相当強く引っ張られたようで、数本抜けた感覚があった。
「いっ…てえな何すんだてめえ!!ぶっ殺されてえのか!!」
「だからあ…そんな口きくなよ~仮にも女だろ?
…なあなあ、そんなに食い物買って、どうすんだ?お前ってそんなに1人で食うやつじゃないだろ?」
「はっ…!?」
たしかに、僕が抱えている買い物袋の中の食材は、僕1人では多い量だ。
だが、必死に取り繕う。
「ばーか、あれだ…買い溜めだよ…!」
「…顔色かわったな。図星か?あ、まさか男でもできたのか!?ひゅう~やるじゃねえか。男みたいなお前でもそばにいてくれるやつができたのかよ~」
馴れ馴れしく僕の肩に回している腕を、思いっきり払いのけた。
___まずい。
これ以上こいつと一緒にいたら…
僕はこいつを殺してしまう…。
いや、いっそ殺してしまおうか。
そうおもいたち、懐に潜ませたナイフに手をかけようとした。
しかし、脳裏にあの3人の顔がよぎり、なんとか拳を握り、踏みとどまる。
その代わりに、思いっきり睨みつけた。
「…くたばれ…糞野郎…」
そう言い残すと、僕はその場を立ち去った。
残された25番は、1人かすかにふるえていた。
そのふるえは、39番から発せられた凄まじい殺気に恐怖を覚えたことからきているが、その中に、喜びも混じっていた。

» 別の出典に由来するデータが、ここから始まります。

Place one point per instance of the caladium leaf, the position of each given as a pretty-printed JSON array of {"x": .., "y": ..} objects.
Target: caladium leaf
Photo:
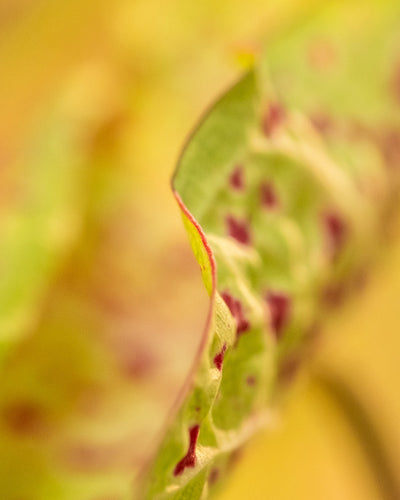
[{"x": 285, "y": 190}]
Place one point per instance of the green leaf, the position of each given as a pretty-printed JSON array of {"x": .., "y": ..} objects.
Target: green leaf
[{"x": 285, "y": 190}]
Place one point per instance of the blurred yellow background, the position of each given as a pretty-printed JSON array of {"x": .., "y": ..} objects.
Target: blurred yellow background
[{"x": 136, "y": 75}]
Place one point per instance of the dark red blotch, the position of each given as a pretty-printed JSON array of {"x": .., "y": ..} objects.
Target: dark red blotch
[
  {"x": 189, "y": 460},
  {"x": 236, "y": 309},
  {"x": 273, "y": 118},
  {"x": 219, "y": 358},
  {"x": 236, "y": 179},
  {"x": 279, "y": 307},
  {"x": 238, "y": 229}
]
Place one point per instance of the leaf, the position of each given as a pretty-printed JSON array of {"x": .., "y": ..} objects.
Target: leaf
[{"x": 285, "y": 190}]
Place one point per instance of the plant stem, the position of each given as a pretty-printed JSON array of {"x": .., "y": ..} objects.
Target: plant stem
[{"x": 358, "y": 417}]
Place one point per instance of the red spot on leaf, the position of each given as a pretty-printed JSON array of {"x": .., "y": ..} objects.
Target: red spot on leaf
[
  {"x": 236, "y": 309},
  {"x": 219, "y": 358},
  {"x": 279, "y": 308},
  {"x": 238, "y": 230},
  {"x": 268, "y": 195},
  {"x": 336, "y": 232},
  {"x": 214, "y": 476},
  {"x": 273, "y": 118},
  {"x": 189, "y": 460},
  {"x": 236, "y": 179}
]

「こえ…つか、そんなにキレるってことは、やばいことでもやってんのか…?ハハ…観察継続だな。また他人の弱みを握れるチャンスだ…」
25番は、やはり気味悪く口角を吊り上げ、微笑んでいた。
「はあ…っはあ…」
全速力で25番から逃げ、先ほどとは違う裏道に座り込む。
「くそ…あの道化師野郎…!!もうあいつとは絶対遭遇したくない…な…」
先ほどまでの心の中の苛々した感情は、少し弱まっていった。
「…つかそれにしても、なんで前からあいつは僕につきまとうんだ…まあ、誰でもいいのかもな…本当にクズな奴。」
息を整えて25番に対する悪態をぶつぶつと呟いていると、不意に、少し離れた向かいの壁に、1枚の紙が乱雑に貼られているのが目に入った。
「…ん?なんだ…?」
貼り紙など、普段みても大したリアクションはとらないが、その日は何故か妙に気になり、その貼り紙をのぞきこんだ。
_____このとき、僕がこの貼り紙を見ていなければ…僕はどうなっていただろうか
貼られていたのは、指名手配書だった。
指名手配犯の写真のしたには、貧乏の僕でなくとも、とんでもない額だとわかる懸賞金が書かれていた。
でかでかとその紙に貼られた写真の人物は…
鋭い三白眼、適当に二つに結った長髪、国家に従う傭兵のしるしである、重そうな軍服についた星のピン…
まぎれもない、「僕」だった…____
「ぼ…僕が…指名手配犯!?まさか…もうばれたのか!?」
防犯カメラや警備員の目はうまくかいくぐってきたつもりだったのに…!!
もしくは、確証はないが、僕が辞めたすぐ後からものが盗まれるようになったから、と、僕を疑っての行動か…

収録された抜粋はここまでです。